Arbor Hill Raspberry Dessert Cake
Cake:
- 1 1/4 cup All Purpose Flour
- 1 cup Sugar
- 1/3 cup Shortening
- 3/4 cup Milk
- 1 1/2 tsp. Baking powder
- 1 tsp. Vanilla
- 1/2 tsp. Salt
- 1 Large Egg
Filling:
Glaze:
- 3 Tbls. Butter
- 1 cup Powdered Sugar
- 3/4 tsp. Vanilla
- 1-2 Tbls. Hot water
Cake: Heat oven to 350 . Grease bottom & sides of 9” round cake pan with shortening & lightly flour. Beat all ingredients in large bowl with electric mixer on low speed 30 seconds, scraping bowl constantly. Then beat on high speed 3 minutes scraping bowl occasionally.
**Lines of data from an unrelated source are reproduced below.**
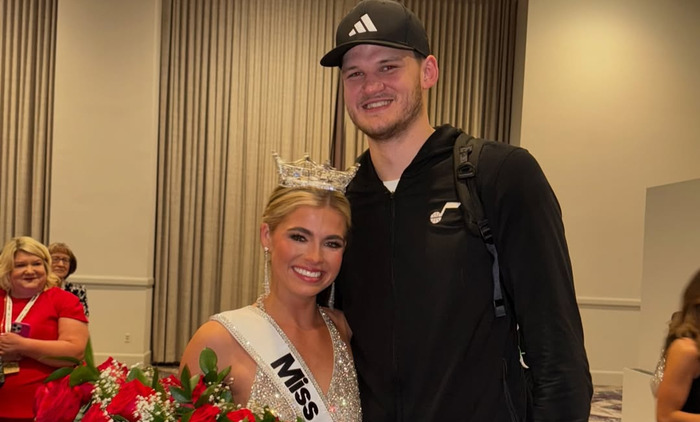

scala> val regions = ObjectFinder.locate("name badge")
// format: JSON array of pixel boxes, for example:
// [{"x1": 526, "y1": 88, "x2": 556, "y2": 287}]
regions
[{"x1": 2, "y1": 361, "x2": 19, "y2": 375}]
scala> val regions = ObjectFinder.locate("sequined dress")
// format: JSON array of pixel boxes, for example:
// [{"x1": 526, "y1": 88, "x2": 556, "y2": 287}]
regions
[{"x1": 212, "y1": 301, "x2": 362, "y2": 422}]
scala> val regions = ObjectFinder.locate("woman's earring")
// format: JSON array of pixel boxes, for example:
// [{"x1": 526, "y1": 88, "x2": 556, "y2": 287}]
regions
[
  {"x1": 263, "y1": 247, "x2": 270, "y2": 296},
  {"x1": 328, "y1": 282, "x2": 336, "y2": 310}
]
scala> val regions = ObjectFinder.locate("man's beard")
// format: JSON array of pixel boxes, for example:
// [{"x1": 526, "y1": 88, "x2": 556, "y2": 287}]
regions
[{"x1": 349, "y1": 81, "x2": 424, "y2": 142}]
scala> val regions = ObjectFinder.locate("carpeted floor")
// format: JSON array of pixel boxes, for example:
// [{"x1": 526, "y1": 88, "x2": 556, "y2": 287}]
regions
[{"x1": 590, "y1": 385, "x2": 622, "y2": 421}]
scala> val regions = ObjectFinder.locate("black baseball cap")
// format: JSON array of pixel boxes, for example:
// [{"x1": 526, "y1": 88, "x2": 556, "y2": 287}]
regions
[{"x1": 320, "y1": 0, "x2": 431, "y2": 68}]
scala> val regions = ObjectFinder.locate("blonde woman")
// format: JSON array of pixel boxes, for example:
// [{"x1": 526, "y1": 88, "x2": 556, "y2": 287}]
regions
[
  {"x1": 180, "y1": 155, "x2": 361, "y2": 422},
  {"x1": 0, "y1": 236, "x2": 89, "y2": 421}
]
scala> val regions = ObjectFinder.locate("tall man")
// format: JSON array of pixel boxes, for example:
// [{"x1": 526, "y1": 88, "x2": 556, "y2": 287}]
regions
[{"x1": 320, "y1": 1, "x2": 593, "y2": 421}]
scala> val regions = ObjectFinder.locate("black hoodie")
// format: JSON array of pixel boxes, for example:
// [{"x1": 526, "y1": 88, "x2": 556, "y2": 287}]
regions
[{"x1": 336, "y1": 125, "x2": 592, "y2": 422}]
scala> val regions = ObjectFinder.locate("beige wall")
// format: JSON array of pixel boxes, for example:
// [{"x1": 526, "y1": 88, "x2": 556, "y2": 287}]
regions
[
  {"x1": 519, "y1": 0, "x2": 700, "y2": 384},
  {"x1": 51, "y1": 0, "x2": 161, "y2": 364}
]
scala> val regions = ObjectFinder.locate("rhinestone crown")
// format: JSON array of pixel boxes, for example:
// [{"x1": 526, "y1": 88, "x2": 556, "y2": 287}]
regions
[{"x1": 274, "y1": 153, "x2": 359, "y2": 193}]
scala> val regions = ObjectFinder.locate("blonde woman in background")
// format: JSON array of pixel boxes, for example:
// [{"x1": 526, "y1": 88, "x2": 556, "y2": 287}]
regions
[{"x1": 0, "y1": 236, "x2": 89, "y2": 421}]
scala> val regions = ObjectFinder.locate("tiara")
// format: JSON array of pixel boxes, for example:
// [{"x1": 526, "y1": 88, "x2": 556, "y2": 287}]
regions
[{"x1": 274, "y1": 152, "x2": 359, "y2": 193}]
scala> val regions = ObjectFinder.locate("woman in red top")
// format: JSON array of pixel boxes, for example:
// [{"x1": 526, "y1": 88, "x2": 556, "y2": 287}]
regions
[{"x1": 0, "y1": 236, "x2": 89, "y2": 421}]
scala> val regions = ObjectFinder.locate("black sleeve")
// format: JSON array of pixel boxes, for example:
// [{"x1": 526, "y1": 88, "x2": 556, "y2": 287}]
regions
[{"x1": 481, "y1": 146, "x2": 593, "y2": 421}]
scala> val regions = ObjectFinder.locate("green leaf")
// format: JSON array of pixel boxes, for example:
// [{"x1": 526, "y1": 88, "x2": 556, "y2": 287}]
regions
[
  {"x1": 84, "y1": 337, "x2": 95, "y2": 369},
  {"x1": 180, "y1": 364, "x2": 192, "y2": 395},
  {"x1": 188, "y1": 373, "x2": 200, "y2": 394},
  {"x1": 219, "y1": 389, "x2": 233, "y2": 403},
  {"x1": 112, "y1": 416, "x2": 130, "y2": 422},
  {"x1": 169, "y1": 386, "x2": 190, "y2": 403},
  {"x1": 175, "y1": 406, "x2": 194, "y2": 418},
  {"x1": 180, "y1": 411, "x2": 193, "y2": 422},
  {"x1": 199, "y1": 347, "x2": 217, "y2": 375},
  {"x1": 153, "y1": 380, "x2": 165, "y2": 395},
  {"x1": 204, "y1": 369, "x2": 218, "y2": 385},
  {"x1": 126, "y1": 367, "x2": 150, "y2": 386},
  {"x1": 69, "y1": 365, "x2": 100, "y2": 386},
  {"x1": 45, "y1": 366, "x2": 74, "y2": 383},
  {"x1": 151, "y1": 367, "x2": 161, "y2": 389},
  {"x1": 216, "y1": 366, "x2": 231, "y2": 383}
]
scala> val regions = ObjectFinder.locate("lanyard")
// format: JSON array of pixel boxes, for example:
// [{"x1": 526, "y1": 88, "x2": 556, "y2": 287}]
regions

Pour batter into pan. Bake 30-35 minutes or until toothpick inserted in center comes out clean. Cool 10 minutes and remove from pan. Cool completely.
Filling: Empty
Arbor Hill Raspberry Preserve into bowl & warm in microwave to thin, about 30 seconds on high. Add small amount of water & Stir, should not be to thin – just enough too easily spread.
Glaze: Melt butter; stir in sugar & vanilla. Stir in water, 1 tsp. at a time until smooth. Split cake across center and remove top carefully. Spread filling evenly. Replace top. Complete with white glaze. Refrigerate until time to serve.